A couple of months ago friends took us out to a fun new local restaurant in Rowayton, CT called Sails. There were lots of tempting dishes on the menu, but I quickly spotted my entrée—Cedar Planked Salmon.

I had developed a couple of cedar-plank salmon recipes in the last few years, but it always bugged me that I had to pay so much for a piece of wood that, after one or two uses, I’d eventually throw away.

I also wondered how much I really needed to soak the plank. Most recipes suggest a couple of hours up to overnight. Did it matter? My experience with those little bamboo skewers was that it didn’t. Whether I soaked them quickly or overnight they still charred. So did I really need to think a day ahead to soak cedar for an impromptu weeknight dish like cedar-plank salmon?

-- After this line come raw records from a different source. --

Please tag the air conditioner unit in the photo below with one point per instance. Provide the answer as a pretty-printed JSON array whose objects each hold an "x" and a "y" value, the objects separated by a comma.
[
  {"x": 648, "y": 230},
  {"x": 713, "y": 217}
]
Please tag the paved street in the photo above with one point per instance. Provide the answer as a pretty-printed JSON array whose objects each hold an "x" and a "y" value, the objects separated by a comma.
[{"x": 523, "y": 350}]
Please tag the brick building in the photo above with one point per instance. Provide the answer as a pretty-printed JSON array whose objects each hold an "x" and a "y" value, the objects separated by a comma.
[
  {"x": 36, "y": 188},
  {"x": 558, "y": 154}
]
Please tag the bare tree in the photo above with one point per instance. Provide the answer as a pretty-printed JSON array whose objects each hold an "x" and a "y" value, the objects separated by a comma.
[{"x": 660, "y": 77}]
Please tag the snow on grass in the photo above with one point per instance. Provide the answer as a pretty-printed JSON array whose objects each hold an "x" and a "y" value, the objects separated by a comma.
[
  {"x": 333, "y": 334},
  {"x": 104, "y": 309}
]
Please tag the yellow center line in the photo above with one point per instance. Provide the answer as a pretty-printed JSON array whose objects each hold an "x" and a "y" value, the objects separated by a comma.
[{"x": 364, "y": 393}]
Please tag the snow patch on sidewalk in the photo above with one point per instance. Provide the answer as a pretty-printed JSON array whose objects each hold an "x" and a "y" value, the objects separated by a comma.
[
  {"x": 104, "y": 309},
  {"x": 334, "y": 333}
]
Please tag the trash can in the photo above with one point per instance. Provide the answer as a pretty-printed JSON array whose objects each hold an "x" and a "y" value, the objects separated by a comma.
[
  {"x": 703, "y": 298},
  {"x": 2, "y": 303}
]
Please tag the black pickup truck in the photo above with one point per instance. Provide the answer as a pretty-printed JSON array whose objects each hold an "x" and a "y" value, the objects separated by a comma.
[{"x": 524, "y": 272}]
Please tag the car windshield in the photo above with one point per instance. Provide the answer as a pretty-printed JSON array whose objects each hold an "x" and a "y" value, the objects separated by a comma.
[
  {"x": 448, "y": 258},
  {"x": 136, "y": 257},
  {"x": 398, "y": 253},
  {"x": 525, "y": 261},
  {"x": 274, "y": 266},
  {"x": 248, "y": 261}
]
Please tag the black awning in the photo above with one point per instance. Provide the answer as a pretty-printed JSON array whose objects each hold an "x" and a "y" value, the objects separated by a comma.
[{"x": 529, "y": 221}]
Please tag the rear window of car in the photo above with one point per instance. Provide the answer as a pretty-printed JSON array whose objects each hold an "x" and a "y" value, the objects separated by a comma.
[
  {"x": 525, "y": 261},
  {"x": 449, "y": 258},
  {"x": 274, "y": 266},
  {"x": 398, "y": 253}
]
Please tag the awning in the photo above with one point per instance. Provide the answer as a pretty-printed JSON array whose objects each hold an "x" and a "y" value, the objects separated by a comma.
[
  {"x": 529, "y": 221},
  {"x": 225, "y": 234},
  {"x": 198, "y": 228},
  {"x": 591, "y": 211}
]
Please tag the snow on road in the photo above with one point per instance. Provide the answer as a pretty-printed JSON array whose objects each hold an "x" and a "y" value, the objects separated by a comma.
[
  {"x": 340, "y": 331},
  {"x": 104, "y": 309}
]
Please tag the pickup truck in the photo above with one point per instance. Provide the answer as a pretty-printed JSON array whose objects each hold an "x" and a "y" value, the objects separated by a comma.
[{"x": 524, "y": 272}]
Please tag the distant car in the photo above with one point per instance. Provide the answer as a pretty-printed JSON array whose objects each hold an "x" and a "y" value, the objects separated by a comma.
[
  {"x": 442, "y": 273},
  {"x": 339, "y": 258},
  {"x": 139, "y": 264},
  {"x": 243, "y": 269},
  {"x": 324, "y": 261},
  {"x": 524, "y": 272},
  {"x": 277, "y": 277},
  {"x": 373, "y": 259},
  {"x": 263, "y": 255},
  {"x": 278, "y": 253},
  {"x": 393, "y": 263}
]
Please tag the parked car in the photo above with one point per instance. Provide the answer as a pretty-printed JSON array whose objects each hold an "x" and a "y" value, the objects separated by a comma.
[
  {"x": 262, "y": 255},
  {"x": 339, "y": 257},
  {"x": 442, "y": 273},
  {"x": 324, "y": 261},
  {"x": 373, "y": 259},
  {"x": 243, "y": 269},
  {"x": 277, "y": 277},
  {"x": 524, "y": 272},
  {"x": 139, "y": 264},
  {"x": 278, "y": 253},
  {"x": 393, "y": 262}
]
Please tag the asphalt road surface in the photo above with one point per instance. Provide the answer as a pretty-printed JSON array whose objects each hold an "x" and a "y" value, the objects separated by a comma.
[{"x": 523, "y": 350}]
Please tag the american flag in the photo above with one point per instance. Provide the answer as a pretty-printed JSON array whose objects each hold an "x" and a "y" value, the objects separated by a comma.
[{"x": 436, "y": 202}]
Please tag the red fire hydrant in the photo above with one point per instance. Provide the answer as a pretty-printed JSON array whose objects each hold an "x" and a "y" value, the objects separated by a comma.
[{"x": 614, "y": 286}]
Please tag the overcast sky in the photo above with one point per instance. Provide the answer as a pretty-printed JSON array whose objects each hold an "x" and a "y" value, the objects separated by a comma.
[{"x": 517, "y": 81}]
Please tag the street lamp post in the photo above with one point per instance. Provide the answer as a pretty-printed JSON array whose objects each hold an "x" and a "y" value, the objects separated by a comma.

I got a great tip from the friend who took us to dinner. He knew the chef and said he used inexpensive cedar shingles from the lumber yard to cook salmon at the restaurant. That was all I needed to get me on the cedar-shingle salmon trail.

I headed straight to my local lumber yard where I did, in fact, purchase a bundle of untreated undercourse shingles for $25—enough to grill about 65 whole sides of salmon.

But did it work? Yes! The wood is thinner than the typical cedar planks designed for grilling, and I found that as long as I ran the boards under running water until thoroughly saturated, they did not need soaking.

Lots of on-line recipes cook the salmon over indirect heat, but I found cooking the salmon quickly over high direct heat, then turning off the heat and letting the residual heat from the grill finish the cooking was the quickest, most efficient way. I also believe the skin, in fact, might prevent the smoke from fully penetrating the salmon (plus who eats wet skin?) so I remove it before cooking.

You can, of course, grill individual fillets or steaks, but these shingles are the perfect size for grilling a side of wild salmon. I also that found grilling a whole side—even for two people–works very well. After a cedar-planked salmon dinner, there were enough leftovers for David and me to serve as a picnic main course, add to creamy pasta with broccoli, and toss in a first-course salad. Plus pre-dinner nibbles—twice!

So find a fellow foodie or two in your area and buy a bundle of untreated cedar shingles. It’s one of the best, quickest ways to get a summer dinner on the table. Who needs a $3.00 plank when a 35-cent shingle does the job?